Providence Capital

Finally a year without cliff-hangers?

Hope and reality

Naturally, I’d like to start this newsletter by wishing you a relaxed and healthy New Year. Without virus worries but with the holiday that you have had to postpone a few times and with a bite in a restaurant or a little drink on a terrace every now and again. And without cliff-hangers, so with boring financial markets that show a quiet plus. Yawn! With governments and central banks, who continue to provide us with endless support, without ever being presented with the bill. Free money, forever. And why not buy yet another house…?

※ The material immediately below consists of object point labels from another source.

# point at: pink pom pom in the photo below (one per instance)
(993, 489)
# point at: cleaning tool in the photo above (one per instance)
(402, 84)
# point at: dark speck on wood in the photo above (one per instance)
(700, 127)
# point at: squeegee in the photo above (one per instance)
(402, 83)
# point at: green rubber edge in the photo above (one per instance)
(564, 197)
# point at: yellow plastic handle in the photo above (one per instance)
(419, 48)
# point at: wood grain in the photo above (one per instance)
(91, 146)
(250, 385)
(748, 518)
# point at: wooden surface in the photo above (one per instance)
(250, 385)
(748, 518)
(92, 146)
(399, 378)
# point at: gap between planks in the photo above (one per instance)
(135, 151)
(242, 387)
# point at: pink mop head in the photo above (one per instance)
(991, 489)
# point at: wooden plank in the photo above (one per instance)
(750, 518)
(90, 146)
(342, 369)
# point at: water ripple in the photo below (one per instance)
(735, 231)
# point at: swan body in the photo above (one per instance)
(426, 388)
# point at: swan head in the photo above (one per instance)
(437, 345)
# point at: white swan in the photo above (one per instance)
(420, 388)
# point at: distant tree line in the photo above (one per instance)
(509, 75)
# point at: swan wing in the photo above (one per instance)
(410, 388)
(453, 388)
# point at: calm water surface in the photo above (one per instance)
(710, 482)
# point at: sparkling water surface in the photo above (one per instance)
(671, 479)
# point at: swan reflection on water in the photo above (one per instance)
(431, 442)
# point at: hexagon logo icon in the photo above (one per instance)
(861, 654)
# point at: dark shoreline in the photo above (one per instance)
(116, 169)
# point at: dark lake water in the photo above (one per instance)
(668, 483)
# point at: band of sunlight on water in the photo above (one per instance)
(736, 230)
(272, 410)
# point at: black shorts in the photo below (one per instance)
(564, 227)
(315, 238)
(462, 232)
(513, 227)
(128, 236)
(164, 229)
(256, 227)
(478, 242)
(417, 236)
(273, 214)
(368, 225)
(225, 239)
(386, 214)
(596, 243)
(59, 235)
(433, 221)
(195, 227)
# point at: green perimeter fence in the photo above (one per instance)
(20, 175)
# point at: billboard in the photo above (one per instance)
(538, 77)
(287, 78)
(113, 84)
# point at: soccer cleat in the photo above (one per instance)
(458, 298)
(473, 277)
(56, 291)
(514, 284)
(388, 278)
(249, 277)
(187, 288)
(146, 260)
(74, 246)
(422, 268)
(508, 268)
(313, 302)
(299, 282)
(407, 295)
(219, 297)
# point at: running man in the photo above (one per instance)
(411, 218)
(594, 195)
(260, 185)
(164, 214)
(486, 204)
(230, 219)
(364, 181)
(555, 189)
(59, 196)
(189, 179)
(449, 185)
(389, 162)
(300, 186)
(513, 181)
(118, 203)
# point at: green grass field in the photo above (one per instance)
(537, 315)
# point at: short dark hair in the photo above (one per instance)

We all know intuitively that things do not work this way: we can almost feel the discomfort. Just take a look at the strong growth of our savings. Uncertainty is very much there. After all, we suddenly fell into a ravine in March and it took us the entire year to climb back up again. Each time there were difficult passages, mostly of a political nature: the emergency aid in the EU and the US, the presidential elections, Brexit. But the advent of the vaccine and our (lack of) discipline around the lockdowns were just as important. We have been seeing light at the end of the tunnel for a while now, but to be honest, we do not know yet how long the tunnel will be. How long it will take for group immunity to be achieved.

Stock prices tell us that we will succeed. Otherwise they would not have ended 2020 with a plus. But are they correct? This week there are the important elections in Georgia, where the Republican majority of the entire Senate is at stake. Polls are just polls, but the Democrats seem to be in the better position. Their main effort was to provide the young, unregistered African-American residents with voter registration. That may be the deciding factor. If they win both seats, Biden will have a majority in both the House and the Senate. And yes, the political deadlock will then be over, and the fiscal tap can be opened much further. And the national debt will shoot up even more. Just as it already happens in Europe and Asia.

Sovereign debt

The sustainability of sovereign debt is a highly fashionable subject these days. In the past, one would have regarded these fiscal jumps as very risky. Back then, it took almost a war situation for a country to get into so much debt. Now we act as if this is the most normal thing in the world: did your company need another billion or 2 or even 3? Just let us know…! And how many emergency aid schemes have we by now entered into? As if there is no tomorrow. And not because of the general elections in the near future (with a mouth mask and one may keep the red pencil). But because we fear that the previous emergency aid schemes would otherwise have been in vain.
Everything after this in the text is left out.